Foster leads The MAP’s research team, while the project’s five clinicians prescribe medication abortion drugs and provide virtual care and follow-up. A group of 100 volunteers package and mail the prescriptions to clients. Patients are asked to pay what they can for the service, with a minimum payment of five dollars. Cost shortfalls are covered through donations and fundraising.

The project’s team has witnessed first-hand one of the repercussions of the Supreme Court’s decision: a surge in demand for medication abortion via telemedicine. In a little over two years, The MAP has cared for more than 40,000 patients in the U.S.

“In our first year, we provided care to just shy of 5,000 patients,” says Foster. “A third of our patients were from Texas; 95% of our patients were from states with bans and restrictions on abortion.”

Foster and her team have undertaken a study to demonstrate that telemedicine medication abortion care through the Shield Law provision is as safe as in-clinic care. The previous community-based projects she conducted, in Pakistan, Jordan, Uganda and northern Thailand, all demonstrated that even when demedicalized abortion is conducted outside of formal health systems, it is effective and very safe.

The personal cost of action-oriented research

The professor describes her scientific approach as “implementation research,” which is “action- and intervention-oriented” and sometimes comes at a personal cost. Lawyers have advised her that due to her work on The MAP, Foster should not travel to or through American states with partial or total restrictions on abortion, which means she can’t visit her mother and stepfather, who live in South Carolina.

Foster’s interest in safe access to abortion care, and her subsequent research trajectory, are also deeply personal. Her mother became an advocate for reproductive health rights after she sought an abortion in Mexico while a college student in the 1960s, before abortion was legalized nationwide in the U.S. When she was 10 years old, Foster decided she wanted to become an abortion provider to make sure that no one would have to go through what her mother had experienced.

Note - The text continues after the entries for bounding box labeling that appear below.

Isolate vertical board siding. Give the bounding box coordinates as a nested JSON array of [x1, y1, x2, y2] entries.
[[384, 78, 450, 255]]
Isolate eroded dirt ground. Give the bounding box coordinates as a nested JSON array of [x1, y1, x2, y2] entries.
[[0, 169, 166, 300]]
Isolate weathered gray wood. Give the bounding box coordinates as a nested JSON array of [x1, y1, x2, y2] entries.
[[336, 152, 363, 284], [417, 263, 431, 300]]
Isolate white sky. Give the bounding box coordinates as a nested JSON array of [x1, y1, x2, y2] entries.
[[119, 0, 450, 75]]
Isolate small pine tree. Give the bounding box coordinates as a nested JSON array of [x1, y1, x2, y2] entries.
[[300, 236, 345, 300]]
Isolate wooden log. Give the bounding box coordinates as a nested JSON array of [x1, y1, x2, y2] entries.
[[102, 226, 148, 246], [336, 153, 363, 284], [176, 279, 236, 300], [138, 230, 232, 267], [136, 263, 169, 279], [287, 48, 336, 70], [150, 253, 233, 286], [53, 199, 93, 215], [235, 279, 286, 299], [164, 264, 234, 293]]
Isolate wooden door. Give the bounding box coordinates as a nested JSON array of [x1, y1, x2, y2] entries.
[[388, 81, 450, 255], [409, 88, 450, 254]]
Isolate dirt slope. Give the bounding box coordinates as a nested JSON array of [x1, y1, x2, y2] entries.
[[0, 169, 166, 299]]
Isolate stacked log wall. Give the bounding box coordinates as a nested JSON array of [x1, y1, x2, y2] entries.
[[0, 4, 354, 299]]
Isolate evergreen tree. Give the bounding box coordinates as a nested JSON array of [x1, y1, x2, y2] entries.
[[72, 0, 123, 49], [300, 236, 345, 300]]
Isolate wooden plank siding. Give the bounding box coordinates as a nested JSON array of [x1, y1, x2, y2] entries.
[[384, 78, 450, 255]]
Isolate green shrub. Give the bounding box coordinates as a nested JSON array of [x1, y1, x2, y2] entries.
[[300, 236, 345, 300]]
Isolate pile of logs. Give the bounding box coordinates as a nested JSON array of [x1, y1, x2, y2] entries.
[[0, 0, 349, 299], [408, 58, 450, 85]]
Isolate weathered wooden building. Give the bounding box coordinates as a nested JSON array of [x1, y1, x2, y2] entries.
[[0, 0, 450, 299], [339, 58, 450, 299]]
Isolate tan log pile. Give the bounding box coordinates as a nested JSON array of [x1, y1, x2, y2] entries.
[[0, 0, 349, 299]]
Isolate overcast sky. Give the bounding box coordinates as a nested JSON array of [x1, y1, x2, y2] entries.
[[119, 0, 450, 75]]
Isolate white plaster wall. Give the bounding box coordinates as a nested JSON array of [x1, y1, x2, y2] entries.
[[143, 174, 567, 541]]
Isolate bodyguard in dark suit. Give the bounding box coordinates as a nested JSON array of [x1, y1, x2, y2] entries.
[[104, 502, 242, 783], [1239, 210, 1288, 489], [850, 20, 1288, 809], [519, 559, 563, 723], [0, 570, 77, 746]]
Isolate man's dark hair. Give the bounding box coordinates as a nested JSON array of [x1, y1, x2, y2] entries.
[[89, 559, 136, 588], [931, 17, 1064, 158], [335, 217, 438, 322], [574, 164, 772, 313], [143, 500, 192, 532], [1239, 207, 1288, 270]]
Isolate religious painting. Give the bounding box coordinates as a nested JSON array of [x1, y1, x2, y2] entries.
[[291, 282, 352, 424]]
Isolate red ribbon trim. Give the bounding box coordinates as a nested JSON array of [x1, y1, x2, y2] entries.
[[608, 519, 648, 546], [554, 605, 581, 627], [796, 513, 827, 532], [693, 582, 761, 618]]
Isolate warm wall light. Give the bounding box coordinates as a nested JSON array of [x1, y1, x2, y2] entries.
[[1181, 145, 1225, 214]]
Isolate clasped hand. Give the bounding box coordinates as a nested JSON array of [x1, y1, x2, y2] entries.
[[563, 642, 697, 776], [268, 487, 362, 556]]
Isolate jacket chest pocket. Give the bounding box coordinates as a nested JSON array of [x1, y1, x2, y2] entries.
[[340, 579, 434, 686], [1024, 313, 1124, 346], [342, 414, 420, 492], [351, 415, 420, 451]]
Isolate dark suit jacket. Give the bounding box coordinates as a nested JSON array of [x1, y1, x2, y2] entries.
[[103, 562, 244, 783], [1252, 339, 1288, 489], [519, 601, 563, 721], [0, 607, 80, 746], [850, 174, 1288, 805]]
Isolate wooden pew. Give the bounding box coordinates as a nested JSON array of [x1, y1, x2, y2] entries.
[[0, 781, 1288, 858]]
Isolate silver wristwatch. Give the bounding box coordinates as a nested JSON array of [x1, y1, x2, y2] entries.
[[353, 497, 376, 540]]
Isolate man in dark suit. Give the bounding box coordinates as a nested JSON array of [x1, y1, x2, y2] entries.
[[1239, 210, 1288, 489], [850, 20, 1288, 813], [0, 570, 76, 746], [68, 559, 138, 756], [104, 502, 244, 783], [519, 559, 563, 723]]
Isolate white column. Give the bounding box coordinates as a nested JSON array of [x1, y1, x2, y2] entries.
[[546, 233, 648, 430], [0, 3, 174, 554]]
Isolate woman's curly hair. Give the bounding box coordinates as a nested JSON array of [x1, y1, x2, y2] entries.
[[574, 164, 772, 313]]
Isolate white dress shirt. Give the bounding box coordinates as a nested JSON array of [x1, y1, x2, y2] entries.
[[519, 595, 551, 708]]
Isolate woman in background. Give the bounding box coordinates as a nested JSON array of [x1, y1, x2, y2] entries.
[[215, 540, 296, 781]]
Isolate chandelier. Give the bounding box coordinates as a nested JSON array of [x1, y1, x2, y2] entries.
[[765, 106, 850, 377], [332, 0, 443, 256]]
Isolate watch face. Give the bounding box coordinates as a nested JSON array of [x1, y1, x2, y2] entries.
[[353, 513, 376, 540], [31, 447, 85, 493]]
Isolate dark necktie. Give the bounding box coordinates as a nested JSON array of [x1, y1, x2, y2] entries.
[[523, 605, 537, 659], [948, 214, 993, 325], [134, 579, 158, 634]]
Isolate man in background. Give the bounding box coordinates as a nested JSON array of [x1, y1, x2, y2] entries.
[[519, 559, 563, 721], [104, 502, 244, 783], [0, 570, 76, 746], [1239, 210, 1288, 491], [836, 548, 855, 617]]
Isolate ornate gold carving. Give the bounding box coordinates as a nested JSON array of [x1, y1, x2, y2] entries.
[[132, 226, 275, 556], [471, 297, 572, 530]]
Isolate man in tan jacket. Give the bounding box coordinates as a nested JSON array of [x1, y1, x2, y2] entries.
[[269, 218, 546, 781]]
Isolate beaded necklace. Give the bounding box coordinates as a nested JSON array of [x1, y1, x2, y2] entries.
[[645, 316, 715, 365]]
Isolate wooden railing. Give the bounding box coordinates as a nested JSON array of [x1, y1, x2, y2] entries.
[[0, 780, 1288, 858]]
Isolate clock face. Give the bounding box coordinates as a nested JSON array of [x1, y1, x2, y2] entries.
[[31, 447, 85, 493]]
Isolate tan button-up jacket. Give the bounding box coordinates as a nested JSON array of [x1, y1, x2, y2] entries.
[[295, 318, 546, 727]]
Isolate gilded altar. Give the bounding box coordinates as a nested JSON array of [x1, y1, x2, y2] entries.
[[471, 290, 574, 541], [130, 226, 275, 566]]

Her resolve was further strengthened years later during an internship at a hospital in Cairo, Egypt, where she saw many women on the labour and delivery floor being treated for complications caused by unsafe abortions.

“That really reinforced to me the importance of working globally towards safe abortion care,” she says.

After her studies at Harvard Medical School, Foster opted to work on abortion policy research instead of clinical practice. Influencing policy continues to drive her research today and is central to her current role as University Research Chair in Medication Abortion. 

Over a five-year term, Foster and her team will conduct a series of studies aiming to make medication abortion drugs available behind-the-counter in Canada, among other strategies to safely and effectively demedicalize abortion. She says Canada has the potential to become the first country in the Global North to expand medication abortion access within the health system, thus promoting more equitable care.

Foster is also putting the finishing touches on a forthcoming book she is co-editing, titled Abortion, politics, and the pill that promised to change everything: The global journey of mifepristone. It chronicles the more than 35-year history of the “abortion pill” that was first licensed for use in France in 1988 and has since been used by tens of millions of women worldwide. The book explores how mifepristone changed our understanding of abortion, and has simplified access to care, gradually moving it from the clinic into women’s hands.